Monday, April 9, 2018

Bloody Game

These daily moves have been vicious.  There is no such thing as hanging out in the middle of the range.  Its either straight up or straight down.  The VIX is not correctly pricing in the amount of movement that this market is currently exhibiting.  Sure, the VIX is pricing 1 month forward vol, but usually implied vol trades at a premium to historical vol. 

This market is really testing the limits of how long a U bottom lasts.  Usually at the most, these U bottoms last 2 weeks.  It has been over 2 weeks since we first hit that panicky low under 2600 on March 23.  If this were to follow past bottoming patterns, it should have already been rallying.  Instead, the SPX is stuck in a 2560-2680 range for the past 2 weeks. Granted, that is a huge range, for just 2 weeks, but the moves have been huge on a day to day basis.  Usually that kind of volatility is a sign of a market bottom, and the elevated put/call ratios and bad news flow is usually what happens at a bottom, yet this thing refuses to go up and stay up. 

Perhaps it is the constant news flow that is making the bottoming process so lengthy.  I don't think its profitable to rationalize moves in the market with news.  Price is truth.  And clearly this cruise ship is crowded with retail customers bogging it down and making it hard for the trend to turnaround. 

I am still in the bullish camp, but losing a little bit of conviction with each passing day.  The longer this market tries to bottom in this 2560-2680 range, the more likely that it breaks this range to the downside rather than the upside. 

If there was no trade war fears and the market was trading like this with no headlines, I would be extremely worried being long.  As it is, the trade war hype reduces the meaning of Friday's weakness.  My first read and current read of the market is that we are in a choppy U bottom that will resolve to the upside, very soon, but if I had 75% confidence last week on that prediction, it is down to about 60% confidence now. 
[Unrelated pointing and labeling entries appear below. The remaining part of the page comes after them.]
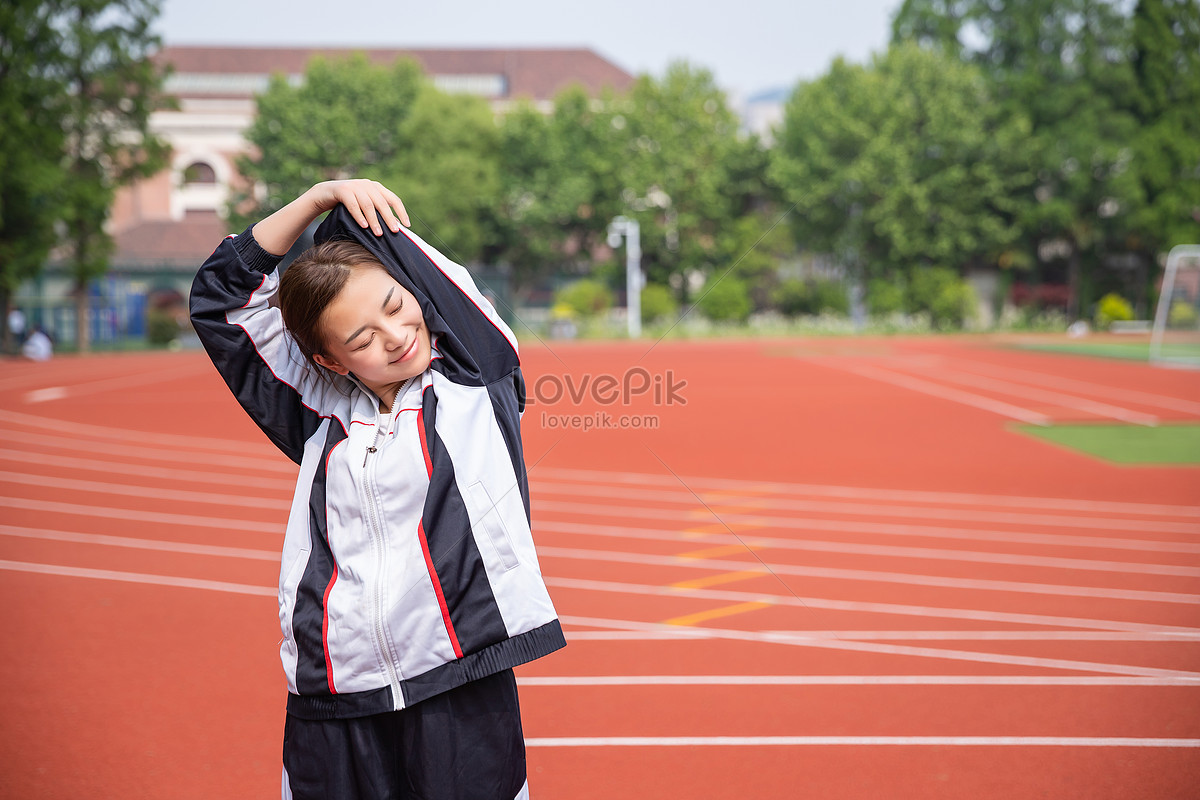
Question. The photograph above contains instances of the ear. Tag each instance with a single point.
(329, 364)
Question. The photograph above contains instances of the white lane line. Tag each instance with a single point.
(1037, 394)
(149, 452)
(943, 392)
(875, 576)
(913, 531)
(701, 513)
(761, 503)
(857, 741)
(862, 493)
(138, 577)
(1072, 384)
(939, 554)
(175, 495)
(855, 606)
(905, 650)
(851, 680)
(139, 543)
(141, 470)
(102, 384)
(232, 447)
(909, 636)
(91, 511)
(934, 653)
(673, 632)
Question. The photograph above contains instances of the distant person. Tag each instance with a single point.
(409, 585)
(37, 347)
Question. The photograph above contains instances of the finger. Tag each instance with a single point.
(352, 204)
(369, 210)
(396, 203)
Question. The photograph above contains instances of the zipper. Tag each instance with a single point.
(383, 427)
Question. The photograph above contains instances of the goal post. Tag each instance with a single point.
(1175, 338)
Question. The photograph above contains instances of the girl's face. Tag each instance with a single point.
(376, 330)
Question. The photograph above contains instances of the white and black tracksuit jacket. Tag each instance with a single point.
(408, 565)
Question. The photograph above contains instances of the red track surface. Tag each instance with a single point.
(834, 571)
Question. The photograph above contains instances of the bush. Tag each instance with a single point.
(792, 298)
(829, 295)
(939, 290)
(885, 296)
(1111, 308)
(161, 326)
(727, 300)
(657, 302)
(795, 298)
(586, 298)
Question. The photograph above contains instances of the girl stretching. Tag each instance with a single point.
(408, 585)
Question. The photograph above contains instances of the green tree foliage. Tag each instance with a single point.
(30, 144)
(725, 300)
(658, 302)
(448, 172)
(1065, 65)
(352, 118)
(903, 163)
(586, 298)
(687, 173)
(940, 292)
(561, 184)
(112, 88)
(1167, 104)
(341, 121)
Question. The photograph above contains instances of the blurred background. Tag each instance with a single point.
(793, 167)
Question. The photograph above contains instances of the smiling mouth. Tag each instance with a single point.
(408, 353)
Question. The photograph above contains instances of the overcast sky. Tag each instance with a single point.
(749, 44)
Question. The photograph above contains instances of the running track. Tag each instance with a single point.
(835, 571)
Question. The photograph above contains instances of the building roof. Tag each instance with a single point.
(537, 73)
(167, 242)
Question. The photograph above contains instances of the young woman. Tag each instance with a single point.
(409, 585)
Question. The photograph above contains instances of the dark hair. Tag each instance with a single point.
(311, 283)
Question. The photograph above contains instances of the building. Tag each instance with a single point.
(175, 215)
(165, 226)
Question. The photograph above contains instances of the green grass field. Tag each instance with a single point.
(1126, 444)
(1131, 350)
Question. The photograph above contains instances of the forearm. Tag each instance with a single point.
(366, 202)
(279, 232)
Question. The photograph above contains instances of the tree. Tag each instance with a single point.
(687, 173)
(1167, 104)
(112, 88)
(1063, 65)
(342, 121)
(30, 145)
(352, 118)
(901, 164)
(562, 180)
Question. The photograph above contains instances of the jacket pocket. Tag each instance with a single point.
(487, 518)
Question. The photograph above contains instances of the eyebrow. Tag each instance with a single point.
(384, 306)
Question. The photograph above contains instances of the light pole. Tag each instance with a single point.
(629, 228)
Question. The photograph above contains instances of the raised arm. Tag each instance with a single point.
(366, 202)
(243, 331)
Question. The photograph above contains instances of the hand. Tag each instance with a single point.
(366, 200)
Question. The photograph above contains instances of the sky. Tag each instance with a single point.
(750, 46)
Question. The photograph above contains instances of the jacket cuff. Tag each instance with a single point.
(253, 254)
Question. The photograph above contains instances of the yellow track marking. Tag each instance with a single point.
(715, 552)
(718, 579)
(714, 613)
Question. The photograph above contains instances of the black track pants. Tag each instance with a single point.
(465, 744)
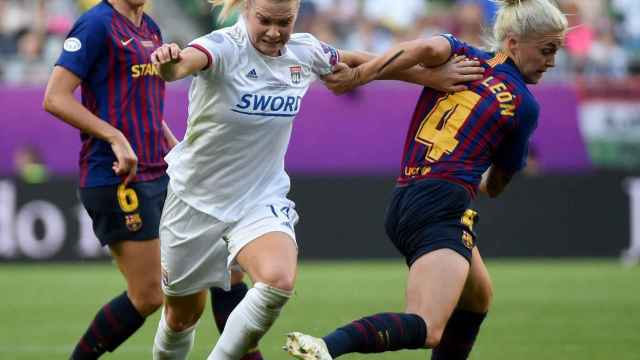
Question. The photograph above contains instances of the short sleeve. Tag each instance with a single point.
(220, 50)
(84, 45)
(512, 152)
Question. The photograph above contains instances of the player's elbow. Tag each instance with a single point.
(494, 193)
(433, 51)
(50, 102)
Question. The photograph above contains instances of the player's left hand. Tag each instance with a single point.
(166, 53)
(452, 76)
(342, 80)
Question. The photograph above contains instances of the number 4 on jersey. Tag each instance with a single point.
(439, 128)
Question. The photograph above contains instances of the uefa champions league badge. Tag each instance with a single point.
(296, 74)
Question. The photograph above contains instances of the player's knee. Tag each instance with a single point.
(482, 297)
(434, 334)
(148, 303)
(147, 299)
(236, 277)
(178, 320)
(485, 298)
(279, 279)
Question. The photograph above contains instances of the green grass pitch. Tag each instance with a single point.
(553, 309)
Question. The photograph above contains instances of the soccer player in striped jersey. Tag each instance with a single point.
(227, 201)
(122, 169)
(453, 139)
(124, 140)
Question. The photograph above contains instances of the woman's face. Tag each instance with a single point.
(535, 55)
(270, 24)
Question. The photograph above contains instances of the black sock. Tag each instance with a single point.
(223, 303)
(458, 336)
(112, 325)
(378, 333)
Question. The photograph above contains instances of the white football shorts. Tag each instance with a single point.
(197, 250)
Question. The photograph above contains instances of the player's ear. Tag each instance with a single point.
(513, 43)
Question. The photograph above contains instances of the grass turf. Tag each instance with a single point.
(551, 309)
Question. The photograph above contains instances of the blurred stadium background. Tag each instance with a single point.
(558, 241)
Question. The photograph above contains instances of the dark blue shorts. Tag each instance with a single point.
(430, 215)
(131, 213)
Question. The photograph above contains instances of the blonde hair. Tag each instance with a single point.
(525, 18)
(229, 5)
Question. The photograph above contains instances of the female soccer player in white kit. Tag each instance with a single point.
(227, 200)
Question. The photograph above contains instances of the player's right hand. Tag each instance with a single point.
(166, 53)
(342, 80)
(126, 163)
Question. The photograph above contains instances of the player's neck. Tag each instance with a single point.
(133, 13)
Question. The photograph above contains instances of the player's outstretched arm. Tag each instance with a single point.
(60, 102)
(430, 52)
(175, 63)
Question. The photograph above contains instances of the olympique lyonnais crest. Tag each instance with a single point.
(296, 74)
(133, 222)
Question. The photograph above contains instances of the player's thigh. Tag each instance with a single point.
(478, 289)
(271, 259)
(263, 243)
(121, 213)
(139, 262)
(434, 285)
(182, 312)
(192, 252)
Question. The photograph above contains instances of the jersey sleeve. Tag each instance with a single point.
(512, 152)
(85, 44)
(459, 47)
(323, 56)
(221, 51)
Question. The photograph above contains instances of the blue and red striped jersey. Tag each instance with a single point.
(457, 136)
(119, 85)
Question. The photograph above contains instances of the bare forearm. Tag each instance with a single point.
(494, 181)
(404, 57)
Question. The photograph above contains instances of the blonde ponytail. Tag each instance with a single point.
(525, 18)
(227, 7)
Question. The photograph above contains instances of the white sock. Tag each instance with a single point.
(172, 345)
(249, 321)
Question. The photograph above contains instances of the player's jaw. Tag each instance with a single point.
(535, 56)
(132, 4)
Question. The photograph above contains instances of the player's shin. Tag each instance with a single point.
(459, 336)
(378, 333)
(249, 321)
(172, 345)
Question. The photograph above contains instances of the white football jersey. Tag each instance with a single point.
(241, 110)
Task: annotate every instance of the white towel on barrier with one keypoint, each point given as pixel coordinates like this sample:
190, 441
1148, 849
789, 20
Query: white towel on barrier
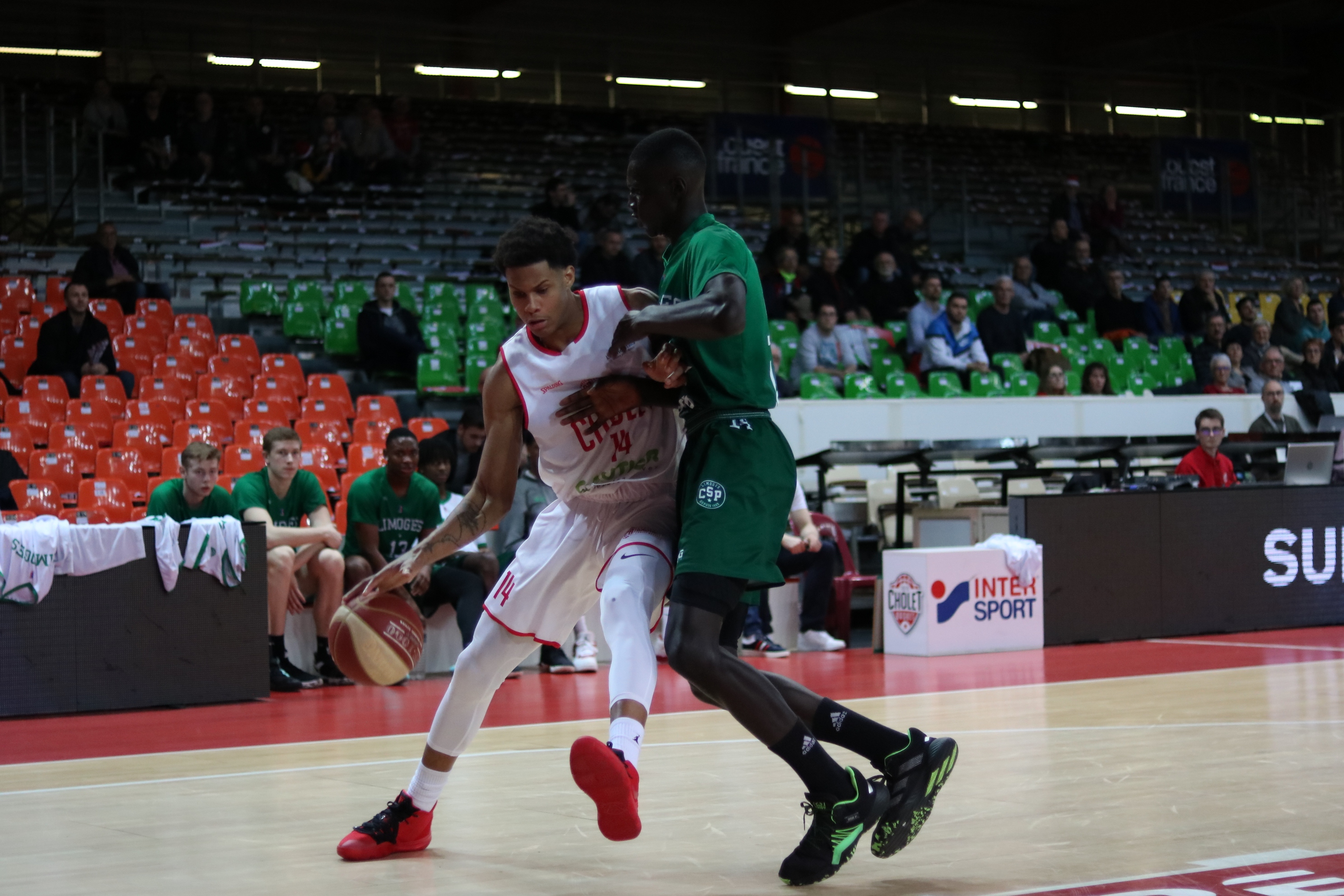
217, 546
166, 547
1021, 555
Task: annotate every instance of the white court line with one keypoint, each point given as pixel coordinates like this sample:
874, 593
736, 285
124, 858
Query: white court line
1242, 644
682, 743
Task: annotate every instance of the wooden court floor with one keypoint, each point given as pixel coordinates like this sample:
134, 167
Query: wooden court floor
1058, 785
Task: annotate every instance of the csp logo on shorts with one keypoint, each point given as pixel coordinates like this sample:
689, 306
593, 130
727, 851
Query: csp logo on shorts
711, 495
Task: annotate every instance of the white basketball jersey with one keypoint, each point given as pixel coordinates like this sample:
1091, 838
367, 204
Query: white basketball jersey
624, 460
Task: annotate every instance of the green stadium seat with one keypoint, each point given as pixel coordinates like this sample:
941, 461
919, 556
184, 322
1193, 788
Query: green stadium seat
341, 336
257, 299
303, 320
1023, 385
985, 385
437, 374
817, 386
945, 385
862, 386
902, 385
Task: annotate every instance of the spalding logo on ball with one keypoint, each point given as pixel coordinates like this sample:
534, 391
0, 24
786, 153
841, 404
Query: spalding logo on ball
378, 640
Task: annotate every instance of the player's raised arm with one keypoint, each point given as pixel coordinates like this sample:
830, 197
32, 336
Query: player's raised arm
490, 498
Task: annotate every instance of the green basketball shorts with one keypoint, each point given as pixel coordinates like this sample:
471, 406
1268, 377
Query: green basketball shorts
734, 491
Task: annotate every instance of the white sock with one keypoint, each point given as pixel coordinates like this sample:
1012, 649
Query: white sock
627, 735
425, 788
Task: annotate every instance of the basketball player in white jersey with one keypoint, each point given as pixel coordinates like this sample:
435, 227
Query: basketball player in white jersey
609, 535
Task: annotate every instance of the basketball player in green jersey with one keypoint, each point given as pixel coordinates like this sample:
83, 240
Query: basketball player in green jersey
734, 491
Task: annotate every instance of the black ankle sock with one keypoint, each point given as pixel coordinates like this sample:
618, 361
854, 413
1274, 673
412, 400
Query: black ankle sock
821, 774
847, 728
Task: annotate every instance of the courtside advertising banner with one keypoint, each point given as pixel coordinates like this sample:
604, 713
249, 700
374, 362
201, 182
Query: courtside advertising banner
947, 601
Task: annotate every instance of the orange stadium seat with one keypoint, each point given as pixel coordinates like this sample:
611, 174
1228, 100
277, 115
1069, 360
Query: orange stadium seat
41, 498
17, 439
96, 414
245, 348
130, 467
60, 468
109, 390
426, 428
77, 439
108, 495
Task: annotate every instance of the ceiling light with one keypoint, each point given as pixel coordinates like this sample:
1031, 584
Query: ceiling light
1285, 120
660, 82
1146, 111
853, 94
289, 64
457, 73
47, 51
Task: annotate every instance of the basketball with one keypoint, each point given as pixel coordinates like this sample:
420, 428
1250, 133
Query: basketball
378, 640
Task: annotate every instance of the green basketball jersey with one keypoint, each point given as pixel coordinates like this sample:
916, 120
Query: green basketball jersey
732, 373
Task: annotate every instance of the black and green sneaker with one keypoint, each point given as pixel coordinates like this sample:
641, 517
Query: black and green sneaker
913, 775
835, 832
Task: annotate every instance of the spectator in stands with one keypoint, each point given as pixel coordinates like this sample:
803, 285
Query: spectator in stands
1273, 421
952, 343
1096, 379
1117, 315
558, 205
1162, 316
821, 350
827, 285
1221, 375
471, 440
464, 578
389, 335
258, 148
1031, 299
1317, 370
859, 264
152, 137
1003, 328
1201, 300
784, 294
648, 265
109, 271
1081, 281
607, 262
302, 560
405, 133
75, 344
886, 294
923, 315
196, 494
1215, 331
1051, 254
205, 143
1106, 224
1069, 209
1270, 369
104, 113
1248, 311
789, 234
1214, 471
1289, 320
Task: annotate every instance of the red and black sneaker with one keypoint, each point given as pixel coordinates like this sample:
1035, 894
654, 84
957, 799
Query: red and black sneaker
602, 773
401, 828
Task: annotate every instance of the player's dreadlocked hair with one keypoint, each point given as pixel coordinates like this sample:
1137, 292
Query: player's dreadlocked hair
535, 239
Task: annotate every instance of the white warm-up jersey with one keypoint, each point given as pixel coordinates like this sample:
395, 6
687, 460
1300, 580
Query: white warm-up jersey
625, 460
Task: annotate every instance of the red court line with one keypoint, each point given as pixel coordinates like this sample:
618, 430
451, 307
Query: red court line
332, 714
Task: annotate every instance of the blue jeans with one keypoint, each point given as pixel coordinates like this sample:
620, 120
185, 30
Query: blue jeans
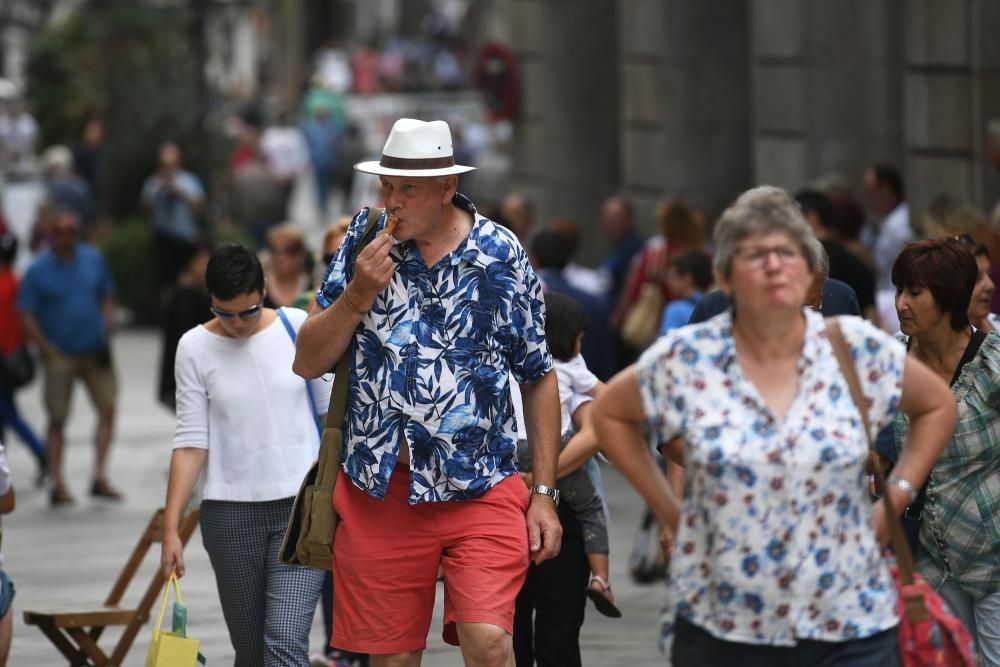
10, 416
981, 617
694, 647
6, 593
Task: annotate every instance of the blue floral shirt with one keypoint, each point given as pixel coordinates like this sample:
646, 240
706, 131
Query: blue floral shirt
432, 362
776, 541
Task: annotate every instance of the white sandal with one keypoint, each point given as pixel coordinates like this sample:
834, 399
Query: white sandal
600, 599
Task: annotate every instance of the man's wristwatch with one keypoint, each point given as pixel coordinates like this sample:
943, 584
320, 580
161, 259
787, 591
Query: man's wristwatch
546, 491
907, 488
Big picture, this is a topping process that will require a different approach than 2016 o r 2017.  It is trading like 2000, to be honest.  But that would be too scary to contemplate for longs if they remember how nasty that 2000-2002 bear market was.  I don't think it will be that bad, but it could very well be half as bad.  In that case, instead of 50% downside, you are looking at 25% downside, which would be still be  around 2150 from a 2870 top.  That is a big move down from here.  Keep that in mind when the market is trading more positively and it becomes reasonable to start playing the short side.  Gut feeling is that there will be some nasty down moves in the second half of this year as mid term election season nears.